Les employés recevaient une paie hebdomadaire allant de 150$ à 2000$, selon leur rôle dans l'organisation. À titre d'exemple, la répartitrice recevait 250$. Les policiers ont saisi de la comptabilité, dont les montants des paies, chez Stéphane Lavertue à Pointe-Claire en janvier 2009. Au moment de la rafle finale, le 12 février 2009, les policiers ont découvert une plantation de marijuana au chalet de Patrick Lavertue à St-Calixte.

Le clan Lavertue payait de 38 000$ à 40 000$ pour un kilogramme de cocaïne pour ensuite le revendre. Pour comprendre ses rouages, les policiers ont eu l'aide d'un ex-employé de l'organisation devenu un agent civil d'infiltration. L'identité de ce témoin repenti est protégée par une ordonnance de non-publication.





Importants moyens d'enquête

Les policiers n'ont pas lésiné sur les moyens pour coffrer les Lavertue. En quelque trois ans d'enquête, ils ont effectué quelque 580 surveillances physiques (filature) sur des gens reliés au clan. Ils ont installé trois caméras cachées et autant de GPS et de microphones pour espionner leurs allées et venues. Ils ont intercepté plus de 80 000 conversations et fait 26 arrestations liées au clan. En plus des frères Lavertue, Patrick Rondeau et Éric Laframboise ont plaidé coupable à des accusations similaires.

Rondeau était responsable de deux caches de drogues du clan. Il s'occupait de récupérer l'argent reliée à la vente de stupéfiants et de l'acheminer aux dirigeants de l'organisation. Laframboise, 29 ans, était l'un des commissionnaires de l'organisation. Il avait entre autres la responsabilité de remettre les payes aux employés du clan. Il a écopé d'une peine de cinq ans d'emprisonnement.

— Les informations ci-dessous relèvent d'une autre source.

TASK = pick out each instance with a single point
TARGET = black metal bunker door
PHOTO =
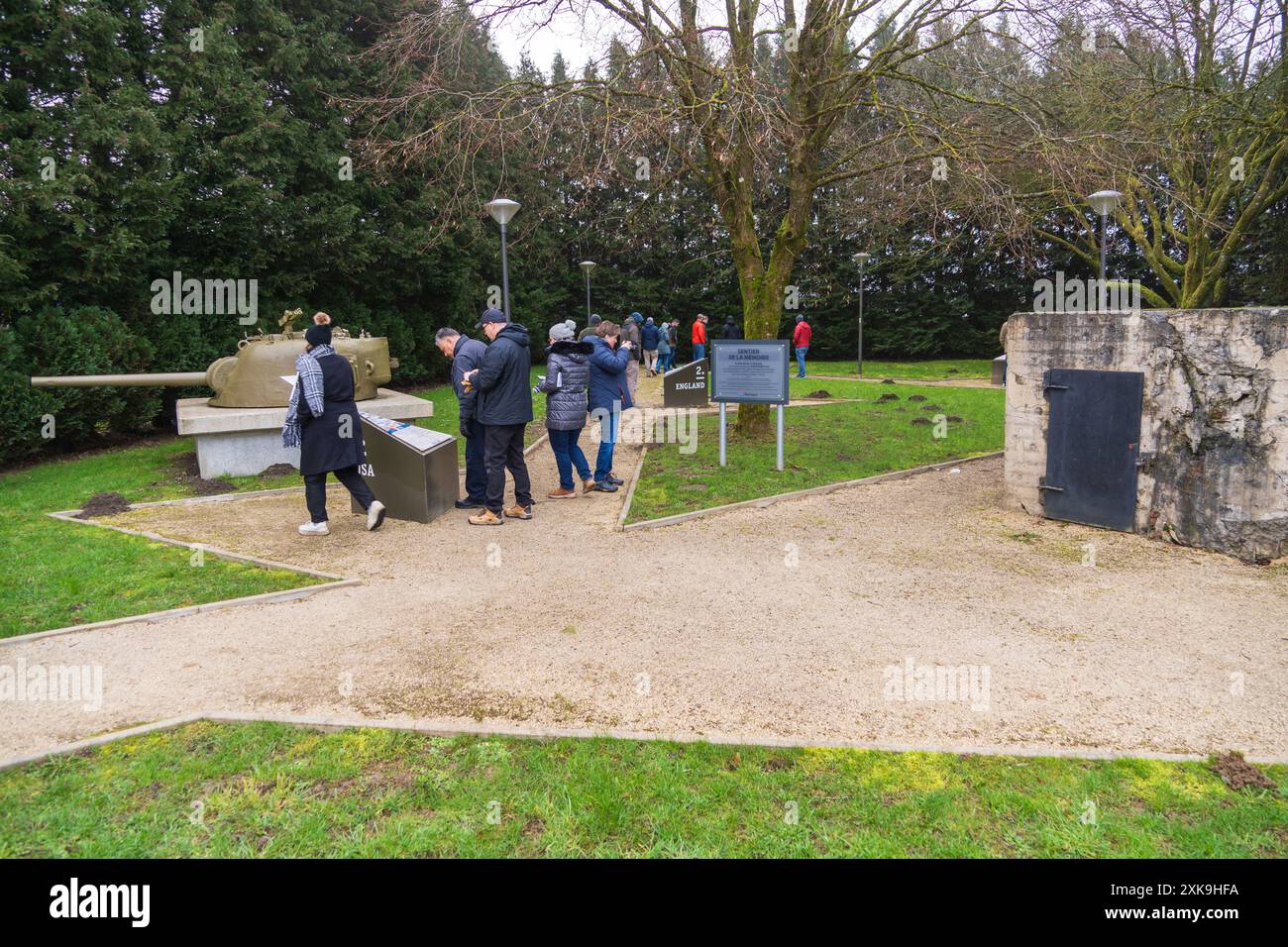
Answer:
(1093, 446)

Au terme du projet Axe, une cinquantaine de personnes liées à trois groupes criminels ont été appréhendées. Quelque 700 policiers ont participé à l'opération conjointe du Service de police de la Ville de Montréal, du Service de police de Longueuil, de la Gendarmerie royale du Canada et de la Sûreté du Québec. Cette enquête avait également fait ressortir les liens d'amitié entre trois joueurs du Canadien, dont les frères Kostitsyn, et Pasquale Mangiola accusé de trafic de drogues, trafic d'armes et complot dans la présente affaire. Aucune accusation n'a été portée contre les trois hockeyeurs.

 

Photo: Ivanoh Demers, Archives La Presse

Perquisition à la résidence de Patrick Lavertue à Pointe-Claire, en février dernier.